The Dream and the Epiphany.

It won’t have gone unnoticed that I haven’t been at my best recently. It came to a head last night with a disturbing dream that seemed to go on and on. I’ve forgotten most of the detail now, but the three elements I remember were:

1) I was walking through Ashbourne, my local town, and noticed that changes were taking place. I didn’t know what was going on but sensed that it had something to do with setting up art exhibition spaces. And then I saw that the theatre where I used to work had been relocated inside one of the town buildings, and I could see through an open door that somebody was hanging an art exhibition (a job I used to do there.) I made to go inside, but was stopped by a policeman who told me I would have to pay to get in. I had no money on me and felt disturbed by the fact that I was now being excluded from a place where I’ve always felt at home and which I’ve always entered free. I walked away.

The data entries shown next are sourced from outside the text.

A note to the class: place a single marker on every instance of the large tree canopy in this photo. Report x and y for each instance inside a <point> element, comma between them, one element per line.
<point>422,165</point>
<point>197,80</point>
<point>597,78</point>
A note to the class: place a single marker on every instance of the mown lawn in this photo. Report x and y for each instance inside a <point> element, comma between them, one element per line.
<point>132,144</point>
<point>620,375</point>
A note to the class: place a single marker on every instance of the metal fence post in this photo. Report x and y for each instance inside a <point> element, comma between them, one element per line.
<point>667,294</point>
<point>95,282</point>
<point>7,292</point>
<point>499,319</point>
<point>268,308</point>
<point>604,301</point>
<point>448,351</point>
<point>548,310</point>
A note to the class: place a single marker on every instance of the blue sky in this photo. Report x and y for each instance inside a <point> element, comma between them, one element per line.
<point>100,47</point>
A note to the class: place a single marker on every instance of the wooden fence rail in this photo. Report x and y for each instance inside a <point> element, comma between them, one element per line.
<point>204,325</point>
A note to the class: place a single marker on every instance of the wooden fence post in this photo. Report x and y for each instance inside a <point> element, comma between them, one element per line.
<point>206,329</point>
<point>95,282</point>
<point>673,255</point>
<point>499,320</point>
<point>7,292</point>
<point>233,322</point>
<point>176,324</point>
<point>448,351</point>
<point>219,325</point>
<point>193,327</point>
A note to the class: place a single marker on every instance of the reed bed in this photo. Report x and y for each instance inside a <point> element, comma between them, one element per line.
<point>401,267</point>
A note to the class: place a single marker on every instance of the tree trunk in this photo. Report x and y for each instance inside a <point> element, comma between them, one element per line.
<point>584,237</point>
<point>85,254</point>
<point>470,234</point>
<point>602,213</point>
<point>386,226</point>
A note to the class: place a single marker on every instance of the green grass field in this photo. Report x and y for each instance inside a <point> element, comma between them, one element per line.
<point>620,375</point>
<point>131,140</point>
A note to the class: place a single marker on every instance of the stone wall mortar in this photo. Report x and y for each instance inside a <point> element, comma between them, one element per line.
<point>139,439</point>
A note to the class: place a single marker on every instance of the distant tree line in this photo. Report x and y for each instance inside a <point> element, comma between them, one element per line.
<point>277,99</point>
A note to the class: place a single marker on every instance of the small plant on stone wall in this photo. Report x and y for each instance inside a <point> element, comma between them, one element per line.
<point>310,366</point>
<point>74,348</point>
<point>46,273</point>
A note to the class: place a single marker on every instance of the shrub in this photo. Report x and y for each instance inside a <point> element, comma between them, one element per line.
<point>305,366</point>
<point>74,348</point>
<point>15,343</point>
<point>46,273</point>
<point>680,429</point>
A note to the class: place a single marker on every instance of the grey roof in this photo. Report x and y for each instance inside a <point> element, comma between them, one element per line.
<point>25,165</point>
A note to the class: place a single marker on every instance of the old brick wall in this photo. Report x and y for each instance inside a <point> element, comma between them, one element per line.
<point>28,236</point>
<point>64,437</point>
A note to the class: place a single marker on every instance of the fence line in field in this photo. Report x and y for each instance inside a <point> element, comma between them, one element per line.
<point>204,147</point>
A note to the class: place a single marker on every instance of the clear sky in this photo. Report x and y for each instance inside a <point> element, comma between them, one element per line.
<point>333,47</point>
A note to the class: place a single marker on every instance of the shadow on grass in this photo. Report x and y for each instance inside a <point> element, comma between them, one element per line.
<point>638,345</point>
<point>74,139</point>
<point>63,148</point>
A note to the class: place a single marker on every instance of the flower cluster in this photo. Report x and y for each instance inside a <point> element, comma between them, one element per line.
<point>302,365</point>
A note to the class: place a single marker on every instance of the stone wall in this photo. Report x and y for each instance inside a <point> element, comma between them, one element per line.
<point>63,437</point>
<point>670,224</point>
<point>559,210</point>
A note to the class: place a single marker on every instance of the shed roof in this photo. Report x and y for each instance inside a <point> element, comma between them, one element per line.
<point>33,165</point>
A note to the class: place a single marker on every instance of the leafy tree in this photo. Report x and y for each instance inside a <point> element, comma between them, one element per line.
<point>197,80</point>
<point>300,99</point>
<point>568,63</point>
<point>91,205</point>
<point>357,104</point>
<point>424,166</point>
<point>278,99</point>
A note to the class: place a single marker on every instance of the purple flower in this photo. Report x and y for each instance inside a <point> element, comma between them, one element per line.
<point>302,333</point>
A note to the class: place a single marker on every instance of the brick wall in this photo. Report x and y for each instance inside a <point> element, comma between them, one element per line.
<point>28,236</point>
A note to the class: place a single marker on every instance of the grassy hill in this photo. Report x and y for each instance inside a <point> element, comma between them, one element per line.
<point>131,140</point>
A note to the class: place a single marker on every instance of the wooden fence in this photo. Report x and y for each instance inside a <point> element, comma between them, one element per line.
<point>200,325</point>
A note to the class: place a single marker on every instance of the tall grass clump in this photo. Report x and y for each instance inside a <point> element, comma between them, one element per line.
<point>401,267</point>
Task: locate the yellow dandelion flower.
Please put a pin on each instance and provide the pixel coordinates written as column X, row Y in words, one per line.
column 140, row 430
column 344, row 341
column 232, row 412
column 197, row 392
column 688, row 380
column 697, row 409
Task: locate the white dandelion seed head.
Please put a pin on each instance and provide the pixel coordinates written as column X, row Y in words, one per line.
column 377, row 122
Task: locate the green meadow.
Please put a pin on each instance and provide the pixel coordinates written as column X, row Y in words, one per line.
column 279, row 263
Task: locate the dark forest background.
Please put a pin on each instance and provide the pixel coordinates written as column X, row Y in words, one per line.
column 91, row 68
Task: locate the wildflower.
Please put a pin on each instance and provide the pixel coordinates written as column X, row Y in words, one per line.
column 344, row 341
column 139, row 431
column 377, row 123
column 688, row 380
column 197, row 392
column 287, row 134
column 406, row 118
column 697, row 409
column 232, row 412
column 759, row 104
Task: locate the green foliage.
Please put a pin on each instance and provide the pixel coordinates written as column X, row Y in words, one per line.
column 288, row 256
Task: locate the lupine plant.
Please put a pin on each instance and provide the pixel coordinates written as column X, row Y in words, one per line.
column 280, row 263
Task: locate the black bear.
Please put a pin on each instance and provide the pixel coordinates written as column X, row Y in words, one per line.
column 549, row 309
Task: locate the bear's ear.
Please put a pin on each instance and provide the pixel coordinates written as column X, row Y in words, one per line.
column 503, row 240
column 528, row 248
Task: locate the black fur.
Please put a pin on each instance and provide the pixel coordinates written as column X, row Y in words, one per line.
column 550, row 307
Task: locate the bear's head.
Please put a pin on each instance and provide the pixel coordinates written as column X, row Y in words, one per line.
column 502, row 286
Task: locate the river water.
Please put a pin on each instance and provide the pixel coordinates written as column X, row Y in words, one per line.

2) The scene changed to the High Street where I saw that exhibitions were being set up all over the place, and somehow I knew that all the artists were women. And then I saw those women. They were all young and attractive, and they were all skulking in shadowy corners watching me. I felt an aura of malice coming from every one of them; I sensed that they wanted to attack and maybe even kill me. And so I felt both excluded and threatened that time, and walked away again.

3) As I was walking out of the town centre, I realised that I was about to be picked up and taken somewhere to have body parts removed. Whether I knew what those parts were, I don’t remember; but I do remember being aware that some unidentified power was going to remove things that were vital to a normal existence. At that point I woke up feeling a little fractured.

I pushed the dream away for the rest of the morning, but it came back strongly when I was working in my greenhouse in the afternoon. A light bulb flickered into life. I suddenly understood an aspect of my attitude to women that I’d never realised before. And then came the real epiphany. Ever since I was nineteen I’ve been aware of one great weakness, one very soft Achilles’ heel that has always dogged my relationships with lovers. It’s complex and confusing because it manifests itself with different faces, and I’ve spent the whole of my adult life trying to get to the root of it. Now, at last, I think I’ve found that root.

The new understanding isn’t likely to remove the problem in this life; it’s too deep-seated for that, and it probably doesn’t matter anyway since I’m unlikely to have any more lovers. But it’s good to think that I can go to the Between armed with the first stage in the curative process, so that I can get rid of this damn problem before I have to come back here again.

Since realising that, other speculations have started to take shape as credible, maybe even likely, possibilities. If I’m right it would explain some of the curious coincidences and connections that have been going on lately.I think there might be some karmic balancing going on here.

But I think I’ve said enough. Make of it what you want.